Recently, several authors [112116] have undertaken analyses of the association of genome-wide expression data with genome-wide SNP genotypes in search of patterns of genetic control that would identify cis- and trans-activating factors and master regulatory regions. Ultimately, one could foresee using networks inferred from gene expression directly as priors in a hierarchical modelling analysis for GWAS data, or a joint analysis of the two phenotypes, but this has yet to be attempted. Other novel technologies, such as whole-genome sequencing, metabolomics, proteomics and so on may provide other types of data that will inform pathway-based analysis on a genome-wide scale.

Conclusions

As in any other form of statistical modelling, the analyst should be cautious in interpretation. An pointed out by Jansen: [117]

'So, the modeling of the interplay of many genes -- which is the aim of complex systems biology -- is not without danger. Any model can be wrong (almost by definition), but particularly complex (overparameterized) models have much flexibility to hide their lack of biological relevance' [emphasis added].
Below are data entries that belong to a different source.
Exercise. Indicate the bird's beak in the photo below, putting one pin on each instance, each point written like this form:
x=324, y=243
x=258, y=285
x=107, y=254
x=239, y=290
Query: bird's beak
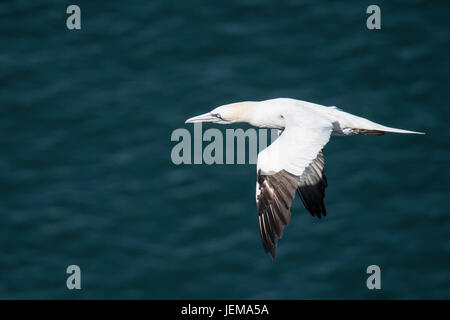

A good fit to a particular model does not, of course, establish the truth of the model. Instead, the value of models, whether descriptive or mechanistic, lies in their ability to organise a range of hypotheses into a systematic framework in which simpler models can be tested against more complex alternatives. The usefulness of the Armitage-Doll [118] multistage model of carcinogenesis, for example, lies not in our belief that it is a completely accurate description of the process, but rather in its ability to distinguish whether a carcinogen appears to act early or late in the process or at more than one stage. Similarly, the importance of the Moolgavkar-Knudson two-stage clonal-expansion model [119] lies in its ability to test whether a carcinogen acts as an 'initiator' (ie on the mutation rates) or a 'promoter' (ie on proliferation rates). Such inferences can be valuable, even if the model itself is an incomplete description of the process, as must always be the case.
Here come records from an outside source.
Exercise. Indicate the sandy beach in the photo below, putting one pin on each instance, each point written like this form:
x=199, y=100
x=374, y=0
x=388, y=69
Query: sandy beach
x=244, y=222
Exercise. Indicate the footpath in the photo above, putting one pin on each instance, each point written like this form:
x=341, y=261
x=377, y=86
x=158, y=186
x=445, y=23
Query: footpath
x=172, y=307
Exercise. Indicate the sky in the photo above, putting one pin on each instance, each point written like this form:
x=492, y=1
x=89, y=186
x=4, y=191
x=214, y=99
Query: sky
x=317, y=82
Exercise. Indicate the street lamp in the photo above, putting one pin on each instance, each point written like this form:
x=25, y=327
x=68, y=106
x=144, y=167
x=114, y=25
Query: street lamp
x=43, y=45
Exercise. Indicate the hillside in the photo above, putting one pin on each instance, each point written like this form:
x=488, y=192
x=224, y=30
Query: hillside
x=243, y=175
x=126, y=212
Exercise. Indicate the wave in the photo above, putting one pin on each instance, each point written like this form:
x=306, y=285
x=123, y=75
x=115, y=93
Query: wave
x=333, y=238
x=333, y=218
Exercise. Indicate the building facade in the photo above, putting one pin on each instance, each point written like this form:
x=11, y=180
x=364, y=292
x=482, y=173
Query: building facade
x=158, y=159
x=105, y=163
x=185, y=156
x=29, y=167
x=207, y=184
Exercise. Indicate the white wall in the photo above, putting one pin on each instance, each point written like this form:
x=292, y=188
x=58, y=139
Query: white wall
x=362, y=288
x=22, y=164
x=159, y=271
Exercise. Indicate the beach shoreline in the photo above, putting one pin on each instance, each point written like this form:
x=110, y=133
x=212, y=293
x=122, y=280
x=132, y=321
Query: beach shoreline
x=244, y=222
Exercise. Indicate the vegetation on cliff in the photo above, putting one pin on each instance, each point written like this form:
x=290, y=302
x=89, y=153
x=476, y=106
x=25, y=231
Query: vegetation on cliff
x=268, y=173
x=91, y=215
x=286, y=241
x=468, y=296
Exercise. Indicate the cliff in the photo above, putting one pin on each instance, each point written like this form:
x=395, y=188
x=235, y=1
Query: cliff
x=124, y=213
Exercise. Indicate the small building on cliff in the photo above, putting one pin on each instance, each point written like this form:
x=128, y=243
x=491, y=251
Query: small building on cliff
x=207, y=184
Although mechanistic models do make some testable predictions about such things as the shape of the dose-response relationship and the modifying effects of time-related variables, testing such patterns against epidemiological data tends to provide only weak evidence in support of the alternative models, and only within the context of all the other assumptions involved. Generally, comparisons of alternative models (or specific sub-models) can only be accomplished by direct fitting. Visualisation of the fit to complex epidemiological datasets can be challenging. Any mechanistic interpretations of model fits should therefore consider carefully the robustness of these conclusions to possible misspecification of other parts of the model.